2 mars 2021 | Économie, Santé, Société

Ursula von der Leyen

La présidente de la Commission européenne, Ursula von der Leyen, a annoncé qu’elle présentera au mois de mars un passeport attestant d’une vaccination ou d’un test négatif au Covid-19.

La Commission européenne présentera en mars un projet de « passeport vert » numérique attestant d’une vaccination contre le Covid ou de tests négatifs pour voyager plus librement, a annoncé sa présidente Ursula von der Leyen, alors que les droits associés à ce document divisent les Vingt-sept.

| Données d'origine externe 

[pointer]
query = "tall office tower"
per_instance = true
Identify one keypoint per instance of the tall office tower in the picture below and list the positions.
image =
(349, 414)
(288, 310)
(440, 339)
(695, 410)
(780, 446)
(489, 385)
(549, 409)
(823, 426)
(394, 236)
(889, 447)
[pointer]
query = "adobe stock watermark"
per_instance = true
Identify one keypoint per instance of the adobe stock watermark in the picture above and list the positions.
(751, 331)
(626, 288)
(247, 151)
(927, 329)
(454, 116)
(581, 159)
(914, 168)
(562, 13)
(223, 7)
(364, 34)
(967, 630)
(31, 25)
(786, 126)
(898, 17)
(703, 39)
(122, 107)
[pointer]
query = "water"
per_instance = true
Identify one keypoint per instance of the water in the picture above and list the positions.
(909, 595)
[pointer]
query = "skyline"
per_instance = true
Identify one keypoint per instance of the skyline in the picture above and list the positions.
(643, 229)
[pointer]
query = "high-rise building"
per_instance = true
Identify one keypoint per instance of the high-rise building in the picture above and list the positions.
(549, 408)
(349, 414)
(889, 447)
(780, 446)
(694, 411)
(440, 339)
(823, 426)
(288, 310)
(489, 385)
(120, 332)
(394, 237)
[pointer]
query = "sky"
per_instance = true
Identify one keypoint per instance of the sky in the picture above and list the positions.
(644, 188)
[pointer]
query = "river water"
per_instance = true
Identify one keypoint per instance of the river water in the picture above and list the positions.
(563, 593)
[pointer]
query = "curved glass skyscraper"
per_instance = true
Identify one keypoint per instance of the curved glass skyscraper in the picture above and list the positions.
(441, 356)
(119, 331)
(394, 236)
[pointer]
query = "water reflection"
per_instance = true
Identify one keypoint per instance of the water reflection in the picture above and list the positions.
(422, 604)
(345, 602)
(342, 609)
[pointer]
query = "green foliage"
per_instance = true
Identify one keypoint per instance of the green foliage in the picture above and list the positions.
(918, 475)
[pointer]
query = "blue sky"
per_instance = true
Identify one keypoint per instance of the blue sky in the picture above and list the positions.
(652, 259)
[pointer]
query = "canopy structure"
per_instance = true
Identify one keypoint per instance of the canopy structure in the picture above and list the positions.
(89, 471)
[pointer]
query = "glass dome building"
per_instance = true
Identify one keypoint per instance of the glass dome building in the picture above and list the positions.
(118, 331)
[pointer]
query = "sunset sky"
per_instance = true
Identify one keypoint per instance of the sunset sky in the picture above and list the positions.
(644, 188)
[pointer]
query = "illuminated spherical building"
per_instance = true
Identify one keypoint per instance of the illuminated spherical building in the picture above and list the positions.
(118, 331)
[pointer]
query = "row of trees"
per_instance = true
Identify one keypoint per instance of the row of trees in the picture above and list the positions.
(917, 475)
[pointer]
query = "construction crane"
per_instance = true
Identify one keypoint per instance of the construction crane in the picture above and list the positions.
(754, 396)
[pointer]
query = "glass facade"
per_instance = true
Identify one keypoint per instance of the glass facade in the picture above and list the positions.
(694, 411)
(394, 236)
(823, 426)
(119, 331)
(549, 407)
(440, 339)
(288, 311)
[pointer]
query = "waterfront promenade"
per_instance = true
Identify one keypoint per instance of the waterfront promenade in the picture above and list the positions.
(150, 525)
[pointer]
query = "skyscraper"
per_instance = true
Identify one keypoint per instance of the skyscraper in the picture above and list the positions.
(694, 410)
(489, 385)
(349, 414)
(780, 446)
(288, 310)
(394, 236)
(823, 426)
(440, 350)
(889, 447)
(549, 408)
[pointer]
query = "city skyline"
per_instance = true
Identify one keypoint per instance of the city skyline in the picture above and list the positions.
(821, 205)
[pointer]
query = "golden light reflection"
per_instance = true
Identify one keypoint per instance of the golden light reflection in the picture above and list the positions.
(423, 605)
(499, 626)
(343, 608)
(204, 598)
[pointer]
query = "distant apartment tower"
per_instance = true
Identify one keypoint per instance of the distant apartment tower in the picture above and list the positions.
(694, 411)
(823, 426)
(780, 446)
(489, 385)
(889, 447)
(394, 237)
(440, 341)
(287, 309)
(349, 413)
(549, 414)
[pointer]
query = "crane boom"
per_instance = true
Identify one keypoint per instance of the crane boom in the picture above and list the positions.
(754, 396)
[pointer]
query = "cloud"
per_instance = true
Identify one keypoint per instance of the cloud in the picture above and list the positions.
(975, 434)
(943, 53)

« Nous présenterons ce mois-ci une proposition législative pour un “Digital Green Pass” », avec l’objectif de « permettre graduellement aux Européens de se déplacer en sécurité au sein de l’Union européenne ou en dehors, pour le travail ou du tourisme », a indiqué sur Twitter Mme von der Leyen.

« Approche commune »

Outre la vaccination et les tests, ce passeport pourrait également indiquer si une personne « peut être considérée comme immunisée en raison de sa situation sanitaire, de la présence d’anticorps », a précisé lundi un porte-parole de la Commission. Après s’être entendus en janvier sur le principe de normes partagées pour ce certificat, les chefs d’État et de gouvernement ont prôné jeudi « une approche commune ».

« Nous nous proposons d’assurer la coordination sur les critères (…) et de créer une plateforme qui connecterait les différentes solutions nationales », avait indiqué jeudi Ursula von der Leyen, estimant que ce travail préparatoire avec les États prendrait « au moins trois mois ». Elle avait aussi rappelé les « interrogations scientifiques », notant que rien ne prouvait de façon définitive qu’on cesse de transmettre le virus après avoir été vacciné.

Liberté de mouvement

Cette proposition « a pour but, sur les bases des informations disponibles dans ce certificat, de faciliter la liberté de mouvement », a souligné le porte-parole, relevant que le respect de la libre circulation est une compétence de Bruxelles. Le système « respectera la protection, la sécurité et le caractère privé des données personnelles », a promis lundi Mme von der Leyen.

Certains États, dont la France, jugent prématurée la question des droits attachés à un « passeport » vaccinal, redoutant de profondes inégalités quand moins de 5 % des Européens ont été vaccinés à l’heure actuelle. Mais d’autres pays veulent une adoption rapide, dont l’Autriche et la Grèce, soucieuse de sauver sa saison estivale.